At the beginning of the year, Black Hawk College officials made plans to cut 17 full-time employees due to a lack in state funding.
On February 23rd, teachers spoke out to the Board of Trustees after the final arrangements were made in making cuts that will go into effect at the end of the spring semester. Per Black Hawk college president, Dr. Betty Truitt, “this is the third phase of cuts.”
The first phase of cuts was made “back in 2015, in our small business development center out by South Park mall.”
The second phase of cuts were made at East Campus in Kewanee, when the men’s and women’s basketball teams were eliminated, along with the women’s volleyball team. These athletic programs were cut because “we did not have facilities that were Black Hawk College owned, so we were paying rental fees, and cleaning fees,” said Dr.
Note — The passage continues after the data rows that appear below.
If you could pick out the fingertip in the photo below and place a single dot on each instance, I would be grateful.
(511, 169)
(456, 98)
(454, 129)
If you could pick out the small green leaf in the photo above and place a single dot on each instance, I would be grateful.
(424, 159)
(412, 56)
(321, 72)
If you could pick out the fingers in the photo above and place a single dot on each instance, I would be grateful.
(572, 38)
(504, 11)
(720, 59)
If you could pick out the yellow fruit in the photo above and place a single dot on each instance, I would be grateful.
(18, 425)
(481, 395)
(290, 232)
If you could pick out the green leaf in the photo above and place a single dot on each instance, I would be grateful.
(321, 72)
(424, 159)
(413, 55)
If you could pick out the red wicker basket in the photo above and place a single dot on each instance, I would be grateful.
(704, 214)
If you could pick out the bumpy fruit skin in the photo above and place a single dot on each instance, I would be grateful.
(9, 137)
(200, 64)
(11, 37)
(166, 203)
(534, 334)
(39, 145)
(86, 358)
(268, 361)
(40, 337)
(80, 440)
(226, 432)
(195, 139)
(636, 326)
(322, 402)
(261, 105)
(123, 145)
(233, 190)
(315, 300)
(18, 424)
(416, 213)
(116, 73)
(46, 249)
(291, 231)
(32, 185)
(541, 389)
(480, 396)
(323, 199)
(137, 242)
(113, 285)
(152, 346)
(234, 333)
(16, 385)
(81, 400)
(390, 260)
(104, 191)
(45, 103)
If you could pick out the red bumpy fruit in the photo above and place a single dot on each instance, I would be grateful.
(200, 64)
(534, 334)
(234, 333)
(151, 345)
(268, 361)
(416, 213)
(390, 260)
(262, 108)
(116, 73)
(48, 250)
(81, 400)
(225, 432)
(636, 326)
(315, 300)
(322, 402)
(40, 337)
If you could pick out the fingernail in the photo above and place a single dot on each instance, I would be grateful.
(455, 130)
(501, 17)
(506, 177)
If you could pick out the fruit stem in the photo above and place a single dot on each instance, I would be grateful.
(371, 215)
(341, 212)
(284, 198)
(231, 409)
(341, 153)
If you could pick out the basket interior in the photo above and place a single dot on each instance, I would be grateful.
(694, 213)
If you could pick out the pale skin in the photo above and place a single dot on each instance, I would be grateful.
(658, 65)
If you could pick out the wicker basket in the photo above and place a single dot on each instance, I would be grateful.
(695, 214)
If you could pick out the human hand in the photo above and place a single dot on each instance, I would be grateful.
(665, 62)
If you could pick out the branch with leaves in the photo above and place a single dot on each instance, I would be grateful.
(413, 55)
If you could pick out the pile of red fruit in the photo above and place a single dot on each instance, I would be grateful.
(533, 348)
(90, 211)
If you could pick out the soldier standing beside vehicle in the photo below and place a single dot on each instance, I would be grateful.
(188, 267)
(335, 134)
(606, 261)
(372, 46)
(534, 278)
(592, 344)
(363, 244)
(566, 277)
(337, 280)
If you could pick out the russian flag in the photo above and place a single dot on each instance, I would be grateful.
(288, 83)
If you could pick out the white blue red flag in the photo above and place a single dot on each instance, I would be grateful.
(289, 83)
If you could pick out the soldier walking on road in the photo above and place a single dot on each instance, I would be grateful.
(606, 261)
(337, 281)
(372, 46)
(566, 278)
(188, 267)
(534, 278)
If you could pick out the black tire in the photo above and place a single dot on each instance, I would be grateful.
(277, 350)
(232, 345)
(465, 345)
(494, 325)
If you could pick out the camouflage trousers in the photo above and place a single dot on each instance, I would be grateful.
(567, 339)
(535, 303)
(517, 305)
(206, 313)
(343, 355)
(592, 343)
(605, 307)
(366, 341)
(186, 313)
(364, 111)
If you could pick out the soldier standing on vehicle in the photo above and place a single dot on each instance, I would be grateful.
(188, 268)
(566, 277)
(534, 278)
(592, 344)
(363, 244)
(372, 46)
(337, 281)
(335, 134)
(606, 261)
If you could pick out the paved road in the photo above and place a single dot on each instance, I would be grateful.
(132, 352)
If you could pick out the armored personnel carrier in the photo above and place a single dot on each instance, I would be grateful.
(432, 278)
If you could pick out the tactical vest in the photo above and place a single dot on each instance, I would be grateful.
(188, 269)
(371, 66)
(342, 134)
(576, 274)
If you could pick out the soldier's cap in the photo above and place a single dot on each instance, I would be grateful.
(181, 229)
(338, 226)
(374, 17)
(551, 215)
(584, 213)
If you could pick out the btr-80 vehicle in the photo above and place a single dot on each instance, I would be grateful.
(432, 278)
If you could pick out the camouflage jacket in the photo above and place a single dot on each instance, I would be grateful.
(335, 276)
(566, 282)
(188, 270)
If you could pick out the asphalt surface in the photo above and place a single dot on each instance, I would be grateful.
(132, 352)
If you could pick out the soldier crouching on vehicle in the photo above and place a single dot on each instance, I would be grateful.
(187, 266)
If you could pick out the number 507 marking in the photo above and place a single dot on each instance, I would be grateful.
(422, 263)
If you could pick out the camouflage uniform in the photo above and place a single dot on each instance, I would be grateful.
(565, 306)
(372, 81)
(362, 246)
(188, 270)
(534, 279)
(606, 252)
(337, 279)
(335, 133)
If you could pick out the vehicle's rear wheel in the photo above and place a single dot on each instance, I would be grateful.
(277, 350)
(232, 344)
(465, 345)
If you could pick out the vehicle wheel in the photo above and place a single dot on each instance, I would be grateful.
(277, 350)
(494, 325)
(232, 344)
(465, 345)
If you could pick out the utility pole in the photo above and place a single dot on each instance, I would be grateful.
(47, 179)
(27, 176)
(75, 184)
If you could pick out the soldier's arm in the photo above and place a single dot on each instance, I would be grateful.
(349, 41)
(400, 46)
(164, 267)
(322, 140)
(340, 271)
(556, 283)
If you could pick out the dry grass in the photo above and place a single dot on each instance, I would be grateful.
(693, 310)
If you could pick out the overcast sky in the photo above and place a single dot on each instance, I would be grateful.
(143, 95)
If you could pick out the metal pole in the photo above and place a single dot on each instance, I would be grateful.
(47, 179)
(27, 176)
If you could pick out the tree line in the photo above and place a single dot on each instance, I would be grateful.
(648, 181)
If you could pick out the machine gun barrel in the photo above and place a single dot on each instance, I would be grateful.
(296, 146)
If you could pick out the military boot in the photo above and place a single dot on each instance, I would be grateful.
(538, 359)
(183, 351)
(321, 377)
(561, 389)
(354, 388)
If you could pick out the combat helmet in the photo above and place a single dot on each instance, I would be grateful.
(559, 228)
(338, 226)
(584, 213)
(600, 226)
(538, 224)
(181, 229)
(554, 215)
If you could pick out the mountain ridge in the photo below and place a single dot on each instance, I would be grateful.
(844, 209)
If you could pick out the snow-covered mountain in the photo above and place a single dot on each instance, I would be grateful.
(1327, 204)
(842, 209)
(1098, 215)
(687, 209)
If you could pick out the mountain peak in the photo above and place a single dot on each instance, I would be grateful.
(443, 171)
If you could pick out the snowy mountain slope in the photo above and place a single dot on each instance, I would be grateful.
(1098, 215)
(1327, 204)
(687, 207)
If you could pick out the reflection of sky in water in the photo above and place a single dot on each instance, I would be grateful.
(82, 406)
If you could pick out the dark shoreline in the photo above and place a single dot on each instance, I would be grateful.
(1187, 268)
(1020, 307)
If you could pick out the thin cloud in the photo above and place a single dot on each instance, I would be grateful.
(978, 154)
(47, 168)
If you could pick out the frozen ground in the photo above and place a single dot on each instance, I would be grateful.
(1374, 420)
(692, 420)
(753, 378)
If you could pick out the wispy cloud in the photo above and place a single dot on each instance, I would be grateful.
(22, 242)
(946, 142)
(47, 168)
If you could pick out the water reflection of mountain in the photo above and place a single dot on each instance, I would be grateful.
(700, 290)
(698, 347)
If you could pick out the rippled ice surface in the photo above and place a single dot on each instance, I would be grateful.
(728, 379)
Truitt.
“Here at the Quad Cites Campus, our athletic director (Gary Huber), has put together a very large budget plan for the athletics area, and many of those students (athletes), only get partial scholarships, so we are running our athletic programs at a profit, and it adds a lot to our enrollment numbers.”
State funding is simply not available like it was in the past. Vice president of finance and administration, Steve Frommelt said, “The state funding that we normally receive for the school was cut down by 6 million dollars in 2016, and 4 million dollars in 2017. “
“We would have had to have raised tuition 60 plus dollars per credit hour to cover the absence in state funding.”
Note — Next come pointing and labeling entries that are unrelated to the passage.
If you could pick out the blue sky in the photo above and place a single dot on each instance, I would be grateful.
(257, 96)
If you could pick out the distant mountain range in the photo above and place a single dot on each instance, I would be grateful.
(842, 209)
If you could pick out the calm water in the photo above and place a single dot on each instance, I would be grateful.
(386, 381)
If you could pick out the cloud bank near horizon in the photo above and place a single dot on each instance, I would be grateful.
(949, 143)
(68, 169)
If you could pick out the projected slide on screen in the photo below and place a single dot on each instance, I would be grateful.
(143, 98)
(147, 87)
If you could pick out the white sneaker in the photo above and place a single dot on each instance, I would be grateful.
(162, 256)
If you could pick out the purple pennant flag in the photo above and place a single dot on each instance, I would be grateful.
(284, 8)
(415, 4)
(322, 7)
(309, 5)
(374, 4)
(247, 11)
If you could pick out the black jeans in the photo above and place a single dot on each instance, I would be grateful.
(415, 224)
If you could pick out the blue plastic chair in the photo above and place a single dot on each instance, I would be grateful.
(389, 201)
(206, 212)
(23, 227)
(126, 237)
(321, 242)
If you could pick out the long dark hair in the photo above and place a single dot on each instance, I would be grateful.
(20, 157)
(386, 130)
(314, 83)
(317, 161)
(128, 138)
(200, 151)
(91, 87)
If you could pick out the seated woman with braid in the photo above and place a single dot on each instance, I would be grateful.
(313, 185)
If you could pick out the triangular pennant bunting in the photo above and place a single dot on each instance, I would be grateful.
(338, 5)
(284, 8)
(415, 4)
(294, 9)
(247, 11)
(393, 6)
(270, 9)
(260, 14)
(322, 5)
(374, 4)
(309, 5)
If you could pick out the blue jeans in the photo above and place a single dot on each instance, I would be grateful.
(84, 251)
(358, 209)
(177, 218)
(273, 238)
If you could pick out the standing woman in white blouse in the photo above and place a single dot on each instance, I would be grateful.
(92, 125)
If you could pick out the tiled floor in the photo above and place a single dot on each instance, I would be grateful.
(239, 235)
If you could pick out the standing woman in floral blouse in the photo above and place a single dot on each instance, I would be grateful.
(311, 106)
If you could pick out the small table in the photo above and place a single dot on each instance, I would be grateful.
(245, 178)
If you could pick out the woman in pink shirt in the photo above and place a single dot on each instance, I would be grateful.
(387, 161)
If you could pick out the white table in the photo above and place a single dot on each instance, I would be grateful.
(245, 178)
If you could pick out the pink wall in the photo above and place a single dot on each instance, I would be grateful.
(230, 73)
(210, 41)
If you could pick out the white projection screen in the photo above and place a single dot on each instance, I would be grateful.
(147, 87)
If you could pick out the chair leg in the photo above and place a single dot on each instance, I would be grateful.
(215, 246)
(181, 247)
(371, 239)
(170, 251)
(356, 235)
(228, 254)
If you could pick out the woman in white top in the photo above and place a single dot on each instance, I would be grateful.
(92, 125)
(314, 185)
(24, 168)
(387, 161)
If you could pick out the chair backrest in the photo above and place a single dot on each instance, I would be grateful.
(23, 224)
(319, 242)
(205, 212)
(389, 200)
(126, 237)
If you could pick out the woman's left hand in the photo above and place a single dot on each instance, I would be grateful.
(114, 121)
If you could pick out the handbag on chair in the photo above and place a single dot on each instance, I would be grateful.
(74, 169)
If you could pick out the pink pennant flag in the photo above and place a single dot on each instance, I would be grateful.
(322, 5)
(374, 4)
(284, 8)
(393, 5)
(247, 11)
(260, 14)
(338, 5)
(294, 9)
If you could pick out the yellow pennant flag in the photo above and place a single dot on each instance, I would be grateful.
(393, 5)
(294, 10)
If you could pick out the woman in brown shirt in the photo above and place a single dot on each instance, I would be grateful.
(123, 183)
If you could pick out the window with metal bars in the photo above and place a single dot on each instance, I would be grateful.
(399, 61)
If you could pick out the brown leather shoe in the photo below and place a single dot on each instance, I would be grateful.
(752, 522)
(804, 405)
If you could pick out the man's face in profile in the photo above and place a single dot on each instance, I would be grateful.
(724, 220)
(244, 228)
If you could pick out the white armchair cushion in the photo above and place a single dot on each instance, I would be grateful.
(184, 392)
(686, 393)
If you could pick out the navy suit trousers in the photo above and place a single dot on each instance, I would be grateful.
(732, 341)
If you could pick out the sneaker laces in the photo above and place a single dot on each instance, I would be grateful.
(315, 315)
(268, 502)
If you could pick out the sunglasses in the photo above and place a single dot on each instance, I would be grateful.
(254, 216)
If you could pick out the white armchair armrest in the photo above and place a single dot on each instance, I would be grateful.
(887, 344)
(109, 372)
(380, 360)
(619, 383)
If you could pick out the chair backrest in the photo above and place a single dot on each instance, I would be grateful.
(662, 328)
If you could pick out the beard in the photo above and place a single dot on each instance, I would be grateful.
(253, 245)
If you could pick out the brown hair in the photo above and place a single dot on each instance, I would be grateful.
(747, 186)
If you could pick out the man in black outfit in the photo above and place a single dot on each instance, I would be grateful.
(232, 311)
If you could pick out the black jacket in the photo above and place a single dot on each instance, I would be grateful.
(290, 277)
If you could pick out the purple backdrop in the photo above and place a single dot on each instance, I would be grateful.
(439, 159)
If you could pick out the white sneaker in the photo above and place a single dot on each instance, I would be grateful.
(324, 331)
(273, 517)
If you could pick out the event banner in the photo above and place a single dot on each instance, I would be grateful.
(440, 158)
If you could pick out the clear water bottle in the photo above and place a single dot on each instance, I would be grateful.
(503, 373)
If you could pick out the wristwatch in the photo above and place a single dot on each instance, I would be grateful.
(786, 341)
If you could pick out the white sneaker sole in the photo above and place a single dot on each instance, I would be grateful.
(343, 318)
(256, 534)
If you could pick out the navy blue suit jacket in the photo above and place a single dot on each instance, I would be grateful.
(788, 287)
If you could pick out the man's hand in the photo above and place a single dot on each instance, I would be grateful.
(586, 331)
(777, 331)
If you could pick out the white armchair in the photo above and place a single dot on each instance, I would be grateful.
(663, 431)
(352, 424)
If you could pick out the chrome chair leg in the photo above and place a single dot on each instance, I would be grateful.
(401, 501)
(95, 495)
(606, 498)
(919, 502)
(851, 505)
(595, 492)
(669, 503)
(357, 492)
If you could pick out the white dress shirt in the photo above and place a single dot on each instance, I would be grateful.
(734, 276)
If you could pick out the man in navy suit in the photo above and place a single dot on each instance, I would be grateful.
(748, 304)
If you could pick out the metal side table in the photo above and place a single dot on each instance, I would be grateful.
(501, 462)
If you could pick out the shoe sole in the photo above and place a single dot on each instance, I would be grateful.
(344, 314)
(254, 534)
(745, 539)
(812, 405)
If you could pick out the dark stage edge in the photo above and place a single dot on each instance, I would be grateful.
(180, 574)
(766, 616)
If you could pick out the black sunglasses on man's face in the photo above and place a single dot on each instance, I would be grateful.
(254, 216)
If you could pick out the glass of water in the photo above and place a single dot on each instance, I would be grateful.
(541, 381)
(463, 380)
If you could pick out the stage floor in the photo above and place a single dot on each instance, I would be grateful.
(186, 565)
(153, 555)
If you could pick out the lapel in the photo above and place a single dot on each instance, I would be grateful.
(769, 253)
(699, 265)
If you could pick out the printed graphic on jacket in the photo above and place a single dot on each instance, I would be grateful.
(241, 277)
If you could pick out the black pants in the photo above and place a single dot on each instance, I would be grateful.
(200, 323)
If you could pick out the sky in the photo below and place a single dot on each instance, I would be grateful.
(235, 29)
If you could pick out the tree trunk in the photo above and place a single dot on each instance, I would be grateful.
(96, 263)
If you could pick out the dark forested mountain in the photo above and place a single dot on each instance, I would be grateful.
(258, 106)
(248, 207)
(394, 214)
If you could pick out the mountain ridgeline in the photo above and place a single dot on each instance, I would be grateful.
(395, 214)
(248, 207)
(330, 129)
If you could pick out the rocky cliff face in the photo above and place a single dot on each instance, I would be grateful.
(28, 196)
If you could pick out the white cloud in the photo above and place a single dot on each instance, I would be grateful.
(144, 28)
One of the departments that was hit the hardest by this was the art department, and many people were left wondering how specific programs and professors were selected. According to Dr. Truitt, these were instructional decisions coming up from the five point six committee (includes both administration and faculty members), which has been meeting for months, with input from the deans and the vice president of instructions.
“In times of budget crisis some of those plans had been laid, this has been in discussions for quite some time with that committee which involves both faculty and administration.”
Board of Trustees member, Douglas Strand said, “These are not decisions that we like to make, and while a lot of people want to put the blame on us, it really comes down to the state not having enough money.”
“With how much money we have lost there is nothing else we can do, and unfortunately we are left to make business decisions that have a negative impact on people’s lives.”
The programs that have been cut will no longer be available to future students at Black Hawk, but students that were lucky enough to already be enrolled in these programs will get to finish them.
As for the possibility of the programs returning someday, Dr. Truitt said, “As soon as budget funding comes through it would depend on the amount and consistency of (funding) before the programs would be considered for reinstatement.”
The state of Illinois has been without a budget now for more than 600 days in a row.
There are ways that this could be prevented from happening again. Make a call to our state representatives, senators, or even Bruce Rauner himself, and tell them why you think state run community colleges should receive more funding. If state funding continues to fall at this rate, then this may not be the last time that we see cuts that hurt our school.